In geneontology/go-annotation#1683 (comment) Doug asked for examples of annotations we would expect to see inferred. So here are a couple:

  • The GO:0005484 part_of GO:0061025 example in the original ticket 1683 summary is still an issue for PomBase. In a comment Tanya found the same for the TAIR file.
  • Another example, where the MF has IDA evidence, is PomBase jmj2/SPAC1002.05c. It's annotated to MF GO:0034647, which is part_of BP GO:0034721. But the GO:0034721 annotation is NOT in either pombase-prediction.gaf or gene_association.pombase.inf.gaf.

@dougli1sqrd
Copy link
Contributor

So just to be clear, the inf and prediction gaf files are the same file, just renamed. Owltools is for some reason no longer producing the other predicted lines. We're getting to the bottom of why that is.

@cmungall
Copy link
Member

cmungall commented Feb 3, 2018

Thanks for your patience. Here is where we are

filenames and locations

file names:

you are correct about the filename transition form old to new, .inf.gaf -> -prediction.gaf

locations:

as Eric stated in geneontology/go-annotation#1683 (comment)
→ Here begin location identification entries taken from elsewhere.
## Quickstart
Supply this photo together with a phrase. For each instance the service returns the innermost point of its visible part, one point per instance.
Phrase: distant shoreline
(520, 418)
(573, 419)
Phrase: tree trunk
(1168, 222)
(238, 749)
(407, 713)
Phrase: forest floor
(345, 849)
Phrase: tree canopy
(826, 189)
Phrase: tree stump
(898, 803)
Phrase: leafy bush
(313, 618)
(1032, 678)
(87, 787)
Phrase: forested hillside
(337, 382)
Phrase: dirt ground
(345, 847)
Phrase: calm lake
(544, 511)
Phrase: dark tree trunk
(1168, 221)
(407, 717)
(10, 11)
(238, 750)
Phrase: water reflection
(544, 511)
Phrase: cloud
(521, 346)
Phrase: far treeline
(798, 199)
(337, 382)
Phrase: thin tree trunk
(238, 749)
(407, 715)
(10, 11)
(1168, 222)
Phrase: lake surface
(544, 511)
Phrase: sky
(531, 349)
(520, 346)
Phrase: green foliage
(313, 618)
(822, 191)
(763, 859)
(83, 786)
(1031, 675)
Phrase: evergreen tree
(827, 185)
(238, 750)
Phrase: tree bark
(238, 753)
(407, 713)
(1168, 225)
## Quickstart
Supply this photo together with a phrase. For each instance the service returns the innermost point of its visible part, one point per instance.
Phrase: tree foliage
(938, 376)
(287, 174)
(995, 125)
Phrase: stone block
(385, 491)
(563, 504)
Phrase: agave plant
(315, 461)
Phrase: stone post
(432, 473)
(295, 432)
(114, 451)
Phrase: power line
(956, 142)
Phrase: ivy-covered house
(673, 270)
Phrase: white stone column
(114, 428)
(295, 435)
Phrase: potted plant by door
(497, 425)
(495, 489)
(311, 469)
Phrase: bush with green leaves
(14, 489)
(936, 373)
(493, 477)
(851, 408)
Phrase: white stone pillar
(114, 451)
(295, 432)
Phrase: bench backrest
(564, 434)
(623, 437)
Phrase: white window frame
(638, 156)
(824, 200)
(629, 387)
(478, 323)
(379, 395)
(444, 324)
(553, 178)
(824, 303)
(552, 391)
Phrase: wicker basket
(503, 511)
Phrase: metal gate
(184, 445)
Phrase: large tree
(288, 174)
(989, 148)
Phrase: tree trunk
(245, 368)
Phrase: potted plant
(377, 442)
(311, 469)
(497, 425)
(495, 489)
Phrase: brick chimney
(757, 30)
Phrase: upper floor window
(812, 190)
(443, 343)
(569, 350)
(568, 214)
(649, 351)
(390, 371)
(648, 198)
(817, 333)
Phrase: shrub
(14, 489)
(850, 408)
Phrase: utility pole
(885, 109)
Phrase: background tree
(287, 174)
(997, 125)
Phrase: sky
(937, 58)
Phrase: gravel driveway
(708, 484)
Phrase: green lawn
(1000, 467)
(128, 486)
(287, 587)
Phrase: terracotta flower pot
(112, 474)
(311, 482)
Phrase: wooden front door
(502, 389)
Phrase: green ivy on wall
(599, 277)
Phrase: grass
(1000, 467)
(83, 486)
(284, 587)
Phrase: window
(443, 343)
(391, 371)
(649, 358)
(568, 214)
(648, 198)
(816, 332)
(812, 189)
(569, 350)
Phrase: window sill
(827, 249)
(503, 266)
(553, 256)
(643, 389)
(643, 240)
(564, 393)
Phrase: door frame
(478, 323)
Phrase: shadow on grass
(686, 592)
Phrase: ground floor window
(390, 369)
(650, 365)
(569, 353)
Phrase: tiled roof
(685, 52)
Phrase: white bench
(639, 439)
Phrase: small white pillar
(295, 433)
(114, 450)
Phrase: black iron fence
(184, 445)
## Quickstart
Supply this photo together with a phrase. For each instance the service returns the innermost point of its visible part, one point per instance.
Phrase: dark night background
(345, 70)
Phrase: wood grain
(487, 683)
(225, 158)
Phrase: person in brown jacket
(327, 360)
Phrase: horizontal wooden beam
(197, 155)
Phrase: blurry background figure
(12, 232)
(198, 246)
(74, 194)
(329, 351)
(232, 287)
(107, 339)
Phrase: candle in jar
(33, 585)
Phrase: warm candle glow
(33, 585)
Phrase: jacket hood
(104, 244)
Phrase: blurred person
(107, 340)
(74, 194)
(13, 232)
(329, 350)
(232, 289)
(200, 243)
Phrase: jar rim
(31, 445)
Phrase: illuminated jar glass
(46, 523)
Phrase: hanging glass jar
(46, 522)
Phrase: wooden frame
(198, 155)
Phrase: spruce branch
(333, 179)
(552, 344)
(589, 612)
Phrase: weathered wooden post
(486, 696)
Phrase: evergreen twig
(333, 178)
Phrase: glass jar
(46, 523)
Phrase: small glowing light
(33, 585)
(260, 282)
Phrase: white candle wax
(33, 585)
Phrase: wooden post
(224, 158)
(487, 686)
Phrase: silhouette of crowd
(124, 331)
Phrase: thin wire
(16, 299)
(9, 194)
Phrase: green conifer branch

The http://build.berkeleybop.org jobs are the old pipeline. Apologies if this is confusing while we're in transition.

lack of inferences

The aspect in the generated GAFs may not be correct, see separate ticket: #524
Although the aspect is redundant with the GO ID, and software looks at the latter this must be fixed. It also creates a very confusing situation for spot-checking the GAFs.

We believe the other issues are to do with a recent ontology change we hope to have this figured out soon

UPDATE

I am still a bit baffled. There is some change in the ontology that caused us to drop inferences. However, when I try and reduce it to a small test case, the inferences always succeed. Further details here owlcollab/owltools#238, but we will update this ticket when we have resolved the underlying problem

@cmungall
Copy link
Member

cmungall commented Feb 3, 2018

OK GOT IT

We have two part_ofs in the GO import chain. The official BFO:0000050 part-of that is used directly in GO, and so#part_of that is coming from the so_import module.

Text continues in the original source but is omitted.